By September 2010, we were exhibiting 26 62-word written responses beside unique objects from the British Galleries inside one of the world's most popular museums, as part of one of the world's most respected design festivals.
We'd reached dizzyingly beautiful heights. So where next?
Last Friday, I flew to Belfast for the launch of 26 Treasures Northern Ireland. This time, instead of being the man with the idea, I was a guest. Invited but not celebrated. Just the way it should be.
This time the plaudits went to Gillian Colhoun, a good friend I made somewhere in Northumberland National Park at a Dark Angels writing course. The Park was an inspirational place - and Gillian an inspirational woman.

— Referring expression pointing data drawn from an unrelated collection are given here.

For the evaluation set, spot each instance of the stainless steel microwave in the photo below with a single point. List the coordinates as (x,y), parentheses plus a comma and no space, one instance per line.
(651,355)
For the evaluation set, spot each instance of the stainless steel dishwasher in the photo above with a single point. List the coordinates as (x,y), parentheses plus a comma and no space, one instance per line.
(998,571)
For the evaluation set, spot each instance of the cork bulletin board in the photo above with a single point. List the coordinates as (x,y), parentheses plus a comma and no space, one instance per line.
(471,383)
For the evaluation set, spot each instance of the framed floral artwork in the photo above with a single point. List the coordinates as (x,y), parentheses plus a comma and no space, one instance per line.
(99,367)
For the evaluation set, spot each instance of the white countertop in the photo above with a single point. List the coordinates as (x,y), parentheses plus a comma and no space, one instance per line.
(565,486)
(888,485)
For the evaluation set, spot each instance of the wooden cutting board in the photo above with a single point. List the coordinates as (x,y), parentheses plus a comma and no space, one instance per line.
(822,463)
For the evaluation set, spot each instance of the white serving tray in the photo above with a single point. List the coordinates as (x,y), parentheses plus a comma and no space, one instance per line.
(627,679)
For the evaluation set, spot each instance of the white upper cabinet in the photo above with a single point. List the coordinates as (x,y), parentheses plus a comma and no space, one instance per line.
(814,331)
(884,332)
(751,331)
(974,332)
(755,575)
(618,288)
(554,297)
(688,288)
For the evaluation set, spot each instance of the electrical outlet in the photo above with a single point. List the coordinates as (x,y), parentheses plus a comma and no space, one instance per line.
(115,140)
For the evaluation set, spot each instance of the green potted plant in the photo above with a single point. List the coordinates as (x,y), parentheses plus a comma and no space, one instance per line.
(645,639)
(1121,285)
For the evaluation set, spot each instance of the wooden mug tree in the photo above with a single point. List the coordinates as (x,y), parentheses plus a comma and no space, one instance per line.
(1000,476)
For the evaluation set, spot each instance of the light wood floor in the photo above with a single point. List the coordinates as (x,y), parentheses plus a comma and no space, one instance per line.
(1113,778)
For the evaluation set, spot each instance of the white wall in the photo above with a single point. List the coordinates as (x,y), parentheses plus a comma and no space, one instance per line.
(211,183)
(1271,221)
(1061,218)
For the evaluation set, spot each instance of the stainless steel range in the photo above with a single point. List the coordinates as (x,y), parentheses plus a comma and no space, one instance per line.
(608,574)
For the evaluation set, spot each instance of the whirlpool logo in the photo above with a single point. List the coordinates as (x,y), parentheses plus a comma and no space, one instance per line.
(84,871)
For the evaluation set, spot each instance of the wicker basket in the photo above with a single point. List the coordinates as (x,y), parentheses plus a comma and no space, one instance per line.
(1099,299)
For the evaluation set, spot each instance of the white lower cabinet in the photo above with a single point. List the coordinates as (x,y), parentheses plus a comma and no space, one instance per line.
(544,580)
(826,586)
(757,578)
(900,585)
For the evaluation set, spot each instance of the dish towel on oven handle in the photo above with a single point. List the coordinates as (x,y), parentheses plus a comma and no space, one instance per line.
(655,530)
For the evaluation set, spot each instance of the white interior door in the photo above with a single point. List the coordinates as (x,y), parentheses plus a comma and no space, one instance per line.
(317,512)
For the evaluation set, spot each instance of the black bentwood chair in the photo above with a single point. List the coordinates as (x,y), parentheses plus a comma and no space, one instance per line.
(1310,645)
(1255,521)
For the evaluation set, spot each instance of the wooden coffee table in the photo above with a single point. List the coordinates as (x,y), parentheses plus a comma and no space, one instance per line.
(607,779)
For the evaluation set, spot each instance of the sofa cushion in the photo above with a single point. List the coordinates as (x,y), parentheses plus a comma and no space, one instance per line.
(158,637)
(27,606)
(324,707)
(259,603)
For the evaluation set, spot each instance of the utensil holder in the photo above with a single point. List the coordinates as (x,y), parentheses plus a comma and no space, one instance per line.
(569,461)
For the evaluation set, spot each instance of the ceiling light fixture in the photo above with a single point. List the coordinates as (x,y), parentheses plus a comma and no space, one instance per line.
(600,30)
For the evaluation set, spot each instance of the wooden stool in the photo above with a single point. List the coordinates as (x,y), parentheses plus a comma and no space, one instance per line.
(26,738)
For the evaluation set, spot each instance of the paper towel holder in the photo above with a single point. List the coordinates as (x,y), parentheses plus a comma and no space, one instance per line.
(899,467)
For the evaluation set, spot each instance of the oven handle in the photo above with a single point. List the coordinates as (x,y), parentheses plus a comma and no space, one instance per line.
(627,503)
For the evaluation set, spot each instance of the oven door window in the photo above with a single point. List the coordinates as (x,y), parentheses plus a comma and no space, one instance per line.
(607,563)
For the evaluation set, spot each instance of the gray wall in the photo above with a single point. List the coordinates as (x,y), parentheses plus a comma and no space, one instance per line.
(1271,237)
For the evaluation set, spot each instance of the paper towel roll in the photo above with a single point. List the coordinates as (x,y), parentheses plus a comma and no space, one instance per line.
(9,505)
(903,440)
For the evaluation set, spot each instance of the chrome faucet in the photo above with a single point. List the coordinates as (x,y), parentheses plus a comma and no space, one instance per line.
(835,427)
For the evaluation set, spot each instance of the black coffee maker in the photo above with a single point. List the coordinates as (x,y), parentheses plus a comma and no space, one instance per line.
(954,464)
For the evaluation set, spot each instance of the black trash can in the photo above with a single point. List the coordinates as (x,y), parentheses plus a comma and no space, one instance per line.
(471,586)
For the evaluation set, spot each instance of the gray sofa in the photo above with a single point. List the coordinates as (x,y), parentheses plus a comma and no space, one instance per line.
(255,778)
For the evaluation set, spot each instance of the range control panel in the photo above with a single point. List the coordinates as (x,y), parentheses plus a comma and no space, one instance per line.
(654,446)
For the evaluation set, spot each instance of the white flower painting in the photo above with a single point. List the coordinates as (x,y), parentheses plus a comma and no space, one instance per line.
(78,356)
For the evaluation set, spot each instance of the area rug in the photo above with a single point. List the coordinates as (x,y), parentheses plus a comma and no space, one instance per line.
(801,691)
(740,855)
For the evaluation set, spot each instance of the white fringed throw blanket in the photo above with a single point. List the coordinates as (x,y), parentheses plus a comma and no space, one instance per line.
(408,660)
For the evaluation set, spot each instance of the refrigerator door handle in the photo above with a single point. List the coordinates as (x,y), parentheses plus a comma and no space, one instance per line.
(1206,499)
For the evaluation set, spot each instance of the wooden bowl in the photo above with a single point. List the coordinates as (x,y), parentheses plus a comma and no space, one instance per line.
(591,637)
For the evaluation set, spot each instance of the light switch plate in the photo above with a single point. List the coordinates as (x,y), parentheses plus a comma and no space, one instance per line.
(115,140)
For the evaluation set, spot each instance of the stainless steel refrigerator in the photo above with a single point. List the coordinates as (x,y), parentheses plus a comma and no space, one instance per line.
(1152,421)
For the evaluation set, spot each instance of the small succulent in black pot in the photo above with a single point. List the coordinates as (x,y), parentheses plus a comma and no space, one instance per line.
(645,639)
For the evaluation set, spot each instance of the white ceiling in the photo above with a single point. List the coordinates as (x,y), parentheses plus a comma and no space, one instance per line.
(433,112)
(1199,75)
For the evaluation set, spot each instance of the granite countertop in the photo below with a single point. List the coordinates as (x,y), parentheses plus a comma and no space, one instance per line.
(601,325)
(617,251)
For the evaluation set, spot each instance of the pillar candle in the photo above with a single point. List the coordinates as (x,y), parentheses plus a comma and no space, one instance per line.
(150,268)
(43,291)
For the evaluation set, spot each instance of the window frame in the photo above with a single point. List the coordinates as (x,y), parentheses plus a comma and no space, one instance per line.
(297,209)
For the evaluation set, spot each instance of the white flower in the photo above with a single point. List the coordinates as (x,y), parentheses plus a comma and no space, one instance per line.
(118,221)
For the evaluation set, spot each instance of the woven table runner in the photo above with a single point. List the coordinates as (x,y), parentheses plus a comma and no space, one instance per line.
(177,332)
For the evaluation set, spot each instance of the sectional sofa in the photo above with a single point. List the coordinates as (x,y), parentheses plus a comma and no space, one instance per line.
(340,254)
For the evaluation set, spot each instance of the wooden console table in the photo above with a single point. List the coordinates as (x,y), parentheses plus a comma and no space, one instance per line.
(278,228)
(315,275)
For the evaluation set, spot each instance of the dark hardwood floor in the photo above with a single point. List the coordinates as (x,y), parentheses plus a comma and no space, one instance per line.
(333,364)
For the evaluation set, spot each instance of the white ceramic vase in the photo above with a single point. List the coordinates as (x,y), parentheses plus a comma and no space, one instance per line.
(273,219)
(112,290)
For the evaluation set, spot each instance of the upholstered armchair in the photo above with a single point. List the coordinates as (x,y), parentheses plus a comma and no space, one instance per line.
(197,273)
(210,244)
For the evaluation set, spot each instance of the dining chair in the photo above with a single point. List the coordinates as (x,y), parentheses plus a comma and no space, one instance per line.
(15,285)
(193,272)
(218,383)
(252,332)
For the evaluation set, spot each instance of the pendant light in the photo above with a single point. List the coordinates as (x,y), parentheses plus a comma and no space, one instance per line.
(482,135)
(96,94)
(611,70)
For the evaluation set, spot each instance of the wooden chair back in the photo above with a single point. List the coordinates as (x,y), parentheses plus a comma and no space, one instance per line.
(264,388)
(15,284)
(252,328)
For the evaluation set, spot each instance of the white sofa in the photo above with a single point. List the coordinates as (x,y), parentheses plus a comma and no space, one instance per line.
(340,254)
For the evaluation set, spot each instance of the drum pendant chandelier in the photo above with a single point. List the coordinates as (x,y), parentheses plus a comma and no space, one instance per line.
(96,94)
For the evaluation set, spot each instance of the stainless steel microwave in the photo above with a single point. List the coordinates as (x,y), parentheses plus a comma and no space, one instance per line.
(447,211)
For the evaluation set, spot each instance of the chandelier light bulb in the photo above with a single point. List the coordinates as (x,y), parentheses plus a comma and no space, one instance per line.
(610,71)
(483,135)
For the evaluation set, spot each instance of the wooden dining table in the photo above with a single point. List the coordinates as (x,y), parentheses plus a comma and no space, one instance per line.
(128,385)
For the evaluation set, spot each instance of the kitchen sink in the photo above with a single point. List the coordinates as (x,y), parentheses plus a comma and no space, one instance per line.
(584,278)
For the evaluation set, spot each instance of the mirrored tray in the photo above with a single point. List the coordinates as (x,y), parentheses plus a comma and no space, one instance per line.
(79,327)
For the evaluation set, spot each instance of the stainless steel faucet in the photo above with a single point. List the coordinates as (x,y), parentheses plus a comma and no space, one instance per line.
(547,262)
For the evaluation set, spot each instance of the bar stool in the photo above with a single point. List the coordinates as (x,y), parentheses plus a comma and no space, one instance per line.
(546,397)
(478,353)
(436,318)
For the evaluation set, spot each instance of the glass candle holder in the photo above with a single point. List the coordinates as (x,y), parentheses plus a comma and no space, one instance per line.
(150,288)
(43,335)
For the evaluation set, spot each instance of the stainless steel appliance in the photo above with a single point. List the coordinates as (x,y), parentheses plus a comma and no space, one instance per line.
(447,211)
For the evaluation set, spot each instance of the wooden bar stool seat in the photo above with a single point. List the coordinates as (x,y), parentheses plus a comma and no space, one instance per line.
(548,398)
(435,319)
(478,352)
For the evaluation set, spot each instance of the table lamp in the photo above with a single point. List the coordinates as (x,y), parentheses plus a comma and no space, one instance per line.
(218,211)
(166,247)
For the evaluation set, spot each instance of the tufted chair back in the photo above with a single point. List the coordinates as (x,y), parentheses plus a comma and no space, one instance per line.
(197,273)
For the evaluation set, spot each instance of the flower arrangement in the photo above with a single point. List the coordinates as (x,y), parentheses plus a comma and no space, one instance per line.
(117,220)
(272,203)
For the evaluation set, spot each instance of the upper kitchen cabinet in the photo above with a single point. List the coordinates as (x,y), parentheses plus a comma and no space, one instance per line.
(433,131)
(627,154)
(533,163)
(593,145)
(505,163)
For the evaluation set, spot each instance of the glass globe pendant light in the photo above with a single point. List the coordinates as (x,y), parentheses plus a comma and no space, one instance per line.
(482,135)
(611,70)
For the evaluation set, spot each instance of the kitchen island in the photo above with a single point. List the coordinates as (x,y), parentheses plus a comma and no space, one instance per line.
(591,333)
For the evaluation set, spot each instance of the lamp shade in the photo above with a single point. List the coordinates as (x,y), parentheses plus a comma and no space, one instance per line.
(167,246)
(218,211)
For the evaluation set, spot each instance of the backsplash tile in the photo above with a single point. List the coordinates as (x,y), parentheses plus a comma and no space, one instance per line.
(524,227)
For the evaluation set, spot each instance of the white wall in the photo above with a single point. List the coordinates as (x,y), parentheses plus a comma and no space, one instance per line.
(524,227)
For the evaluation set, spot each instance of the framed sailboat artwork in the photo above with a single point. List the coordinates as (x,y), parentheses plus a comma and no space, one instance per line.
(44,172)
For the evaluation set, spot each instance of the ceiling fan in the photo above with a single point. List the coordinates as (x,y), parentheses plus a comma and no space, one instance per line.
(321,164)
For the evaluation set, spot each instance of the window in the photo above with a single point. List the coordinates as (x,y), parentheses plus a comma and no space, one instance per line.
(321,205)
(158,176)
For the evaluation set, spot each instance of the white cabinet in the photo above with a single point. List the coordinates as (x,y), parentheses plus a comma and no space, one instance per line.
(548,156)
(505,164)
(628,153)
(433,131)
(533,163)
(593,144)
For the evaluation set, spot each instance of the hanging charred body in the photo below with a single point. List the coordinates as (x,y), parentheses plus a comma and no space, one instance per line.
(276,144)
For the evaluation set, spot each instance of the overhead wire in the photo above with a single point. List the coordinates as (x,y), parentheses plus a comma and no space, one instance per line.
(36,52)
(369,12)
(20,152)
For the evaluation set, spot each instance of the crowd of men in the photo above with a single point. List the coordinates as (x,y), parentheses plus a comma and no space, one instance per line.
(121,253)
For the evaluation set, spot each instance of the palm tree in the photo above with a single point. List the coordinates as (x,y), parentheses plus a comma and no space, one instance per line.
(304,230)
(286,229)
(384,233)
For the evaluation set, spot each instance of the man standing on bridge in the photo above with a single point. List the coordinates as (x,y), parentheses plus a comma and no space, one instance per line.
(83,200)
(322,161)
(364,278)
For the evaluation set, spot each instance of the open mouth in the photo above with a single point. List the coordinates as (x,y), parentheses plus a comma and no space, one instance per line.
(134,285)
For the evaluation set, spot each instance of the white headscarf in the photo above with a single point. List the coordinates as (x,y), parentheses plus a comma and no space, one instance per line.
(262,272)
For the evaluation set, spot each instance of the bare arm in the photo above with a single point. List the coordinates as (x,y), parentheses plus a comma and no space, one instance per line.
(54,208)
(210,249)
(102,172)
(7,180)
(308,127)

Since we asked for her help early in 2011, Gillian's created and curated 26 Treasures Northern Ireland with grace, grit, enthusiasm and a smile. She's taken the spirit of 26 and 26 Treasures. And she's blown me and John away.
The idea for 26 Treasures came one dull afternoon to a bored man sitting in an armchair in his parents' house in Essex. He called himself a freelance writer where 'unemployed' may have been closer to the truth.
Almost two years, lots of hard work, many friendships and a lot of sweat and smiles later, 26 Treasures has changed lives across the UK - at the V&A, the Ulster Museum, National Library of Wales and National Museum of Scotland (that launches in early December).
Believe it. One idea can change the world. By having even the smallest effect on the lives of people involved in it.